What Haunted Me at 17


At seventeen I lived in a haunted house, but there were no ghosts.
It was the nineties, and the economy had gone to shit. So had my parents’ marriage.
We lived in a mini-mansion in an expensive horsey community in Southern California; from our backyard pool, I could hear the horses whinny down at the equestrian center and listen to the hollow pong of the tennis balls on the courts nearby.
When my mother left, she took with her my two younger siblings, both of the dogs, and almost all the furniture. She left my father to try to sell the place, gutted and hollow. I stayed with him.
One day I moved my stuff out of my bedroom and into the empty formal living room. It didn’t have a door, but it was so big, and I thought it would be cool—funny—to make it my room. I had the entire downstairs to myself. My dad’s bedroom was upstairs, at the end of the hallway. When he was upstairs and I was downstairs, I couldn’t even tell he was home. Most mornings, my dad left a twenty-dollar bill on the kitchen counter, and sometimes that would be all I saw of him for the day—his money.
It echoed, the house.
My best friend Shayna and I rifled through my dad’s pockets and drawers and found his stash, smoked it out back on the swing set. We wandered stoned through the empty rooms, turning cartwheels and talking about how cool it was—the space, the freedom. The weed.
Eventually Shayna would go home to her family for dinner and I would microwave something or decide I didn’t need to eat anyway because it would be good to lose a couple of pounds, to touch back down under one hundred and ten. I would flip through books or turn on the television for company. I would visit my little sister’s and brother’s bedrooms. I’d stare at the indentations in the carpet, where their furniture once had been.

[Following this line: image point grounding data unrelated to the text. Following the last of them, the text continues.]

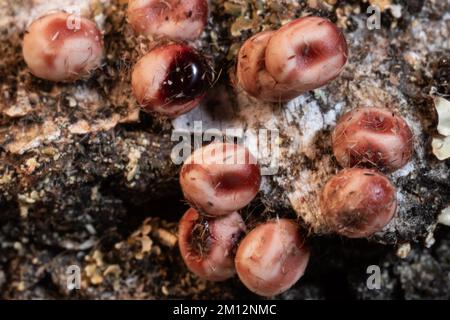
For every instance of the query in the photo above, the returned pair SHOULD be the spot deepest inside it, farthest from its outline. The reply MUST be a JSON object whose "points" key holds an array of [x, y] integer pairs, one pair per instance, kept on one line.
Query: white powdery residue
{"points": [[251, 142], [331, 116], [444, 217], [309, 119], [406, 170]]}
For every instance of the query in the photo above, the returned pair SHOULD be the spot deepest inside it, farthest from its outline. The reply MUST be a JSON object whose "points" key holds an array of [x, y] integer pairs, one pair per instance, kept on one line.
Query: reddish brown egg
{"points": [[174, 19], [308, 52], [272, 257], [302, 55], [357, 203], [62, 47], [171, 80], [373, 137], [220, 178], [208, 245], [252, 75]]}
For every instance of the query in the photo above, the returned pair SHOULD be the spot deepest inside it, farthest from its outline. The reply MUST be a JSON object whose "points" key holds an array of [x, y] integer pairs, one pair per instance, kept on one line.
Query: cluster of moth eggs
{"points": [[273, 66]]}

I’d listen for the tinkle of dog tags, for claws against the marble floor in the foyer, for laughter or bickering or anything. That was what haunted me, when I was seventeen—the specter of my loneliness. The weight of absence. And in the vast space of it, I tried to become a ghost, starving the fat from my bones, floating my thoughts away on exhalations of smoke. I dared myself to disappear, too.